Nach dem Bad brachte man mir neue Kleidung. Sie wirkte teuer und fühlte sich angenehm an auf der Haut, trotzdem kam ich mir darin seltsam vor, als ob sie für jemand anderen geschneidert worden wäre, jemanden eines anderen Ranges. Der Diener führte mich durch das Haus zu einem der Zimmer, in dem ich ruhen sollte. Kaum hatte ich es betreten – ich sah nie ein schöneres – war ich wieder allein. Sollte das bedeuten, dass dies hier mir gehören sollte? Stellte man mir einen eigenen Bereich nur für mich allein zur Verfügung? Worin lag der Sinn von all dem? Es machte mich so müde, das Nachdenken, das Fieber. Wie gut es doch tat, meine Erschöpfung in das neue große Bett zu legen.
 

Nun lag er hier, in seinem Bett, und hatte nicht gehört, wie sich die Türe öffnete, oder seine Schritte näher kamen. Wie schön er aussah, wie friedlich er wirkte und welche Reinheit er ausstrahlte, als er so unschuldig und noch voll bekleidet in dem übergroßen Bett lag und schlief. Er war sein. Seine Hand strich vorsichtig durch die dunkle Seide seiner Haare, als er sich über ihn beugte, um ihm einen Kuss zu stehlen. Er war sein. Die Lippen seines Wesens waren etwas rau und schmeckten doch so süß, wie Honig. Auch als sich die Augen des Überfallenen abrupt und panisch öffneten, war er sich sicher, dass er sein war. Die Hände die sich gegen sein Brust drückten, um ihn von sich zu schieben waren überraschend kräftig. Er war nicht willkommen in dieser Nacht. Und Angst war in den Augen seines Liebsten zu sehen.

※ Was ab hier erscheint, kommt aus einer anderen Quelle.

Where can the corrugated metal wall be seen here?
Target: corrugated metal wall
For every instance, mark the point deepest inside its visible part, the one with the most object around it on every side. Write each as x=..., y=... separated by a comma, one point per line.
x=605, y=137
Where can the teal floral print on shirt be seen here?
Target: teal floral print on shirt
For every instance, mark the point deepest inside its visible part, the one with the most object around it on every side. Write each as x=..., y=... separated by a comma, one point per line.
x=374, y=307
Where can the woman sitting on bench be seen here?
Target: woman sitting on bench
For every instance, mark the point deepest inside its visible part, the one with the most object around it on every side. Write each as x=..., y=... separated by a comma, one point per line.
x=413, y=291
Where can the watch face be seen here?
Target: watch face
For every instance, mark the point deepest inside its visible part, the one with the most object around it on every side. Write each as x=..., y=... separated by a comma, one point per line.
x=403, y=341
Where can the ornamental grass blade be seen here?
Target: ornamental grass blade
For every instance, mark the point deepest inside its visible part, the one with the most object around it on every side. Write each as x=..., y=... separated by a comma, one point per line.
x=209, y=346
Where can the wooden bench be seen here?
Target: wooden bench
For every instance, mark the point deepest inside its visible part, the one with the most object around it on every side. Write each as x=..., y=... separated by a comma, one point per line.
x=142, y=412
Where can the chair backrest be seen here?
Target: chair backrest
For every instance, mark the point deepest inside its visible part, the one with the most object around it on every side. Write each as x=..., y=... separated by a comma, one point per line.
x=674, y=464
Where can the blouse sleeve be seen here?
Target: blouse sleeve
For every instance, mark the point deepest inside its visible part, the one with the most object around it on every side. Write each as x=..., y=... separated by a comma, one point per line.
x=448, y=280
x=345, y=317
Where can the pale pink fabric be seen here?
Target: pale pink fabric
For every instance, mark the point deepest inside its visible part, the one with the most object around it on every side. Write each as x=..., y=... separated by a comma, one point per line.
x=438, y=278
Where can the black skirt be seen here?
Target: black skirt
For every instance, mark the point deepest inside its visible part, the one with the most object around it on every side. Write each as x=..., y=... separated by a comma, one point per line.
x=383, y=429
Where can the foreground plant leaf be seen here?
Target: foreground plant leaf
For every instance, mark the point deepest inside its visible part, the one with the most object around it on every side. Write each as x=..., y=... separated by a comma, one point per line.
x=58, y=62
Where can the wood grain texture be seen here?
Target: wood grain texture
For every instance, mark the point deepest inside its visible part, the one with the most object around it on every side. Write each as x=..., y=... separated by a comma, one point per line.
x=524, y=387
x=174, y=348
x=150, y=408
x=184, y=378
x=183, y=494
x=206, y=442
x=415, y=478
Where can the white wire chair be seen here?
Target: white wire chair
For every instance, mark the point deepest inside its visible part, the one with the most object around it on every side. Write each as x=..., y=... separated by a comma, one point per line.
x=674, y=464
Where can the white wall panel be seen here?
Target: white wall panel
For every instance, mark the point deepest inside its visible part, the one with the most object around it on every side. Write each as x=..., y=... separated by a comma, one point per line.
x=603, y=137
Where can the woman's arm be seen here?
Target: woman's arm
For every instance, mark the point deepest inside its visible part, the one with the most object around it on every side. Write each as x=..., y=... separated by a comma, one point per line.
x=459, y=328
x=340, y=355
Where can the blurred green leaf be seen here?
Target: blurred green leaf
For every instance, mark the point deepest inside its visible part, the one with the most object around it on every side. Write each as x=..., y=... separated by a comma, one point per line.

Auf diese Weise wollte er nicht von ihm gesehen werden und so zog er sich wieder etwas zurück. Sein Verlangen hingegen steigerte sich im Augenblick seines Rückzugs nur noch mehr. Er wollte diese Unschuld korrumpieren, er wollte diesen Körper schänden, er wollte ihn für immer an sich binden und doch, wollte er ihn bewahren, wie er war, wollte ihm kein Leid zufügen und ihm Sicherheit und Zuflucht gewähren. Wie verwoben und trügerisch doch seine Gefühle waren und doch liebte er auch sie und genoss den Nervenkitzel den sie mit sich brachten, wann immer er in seiner Nähe war. Denn er war seine Rettung, seine Unschuld, sein Untergang. Nichts würde ihn jemals mehr in den Bann ziehen, als er.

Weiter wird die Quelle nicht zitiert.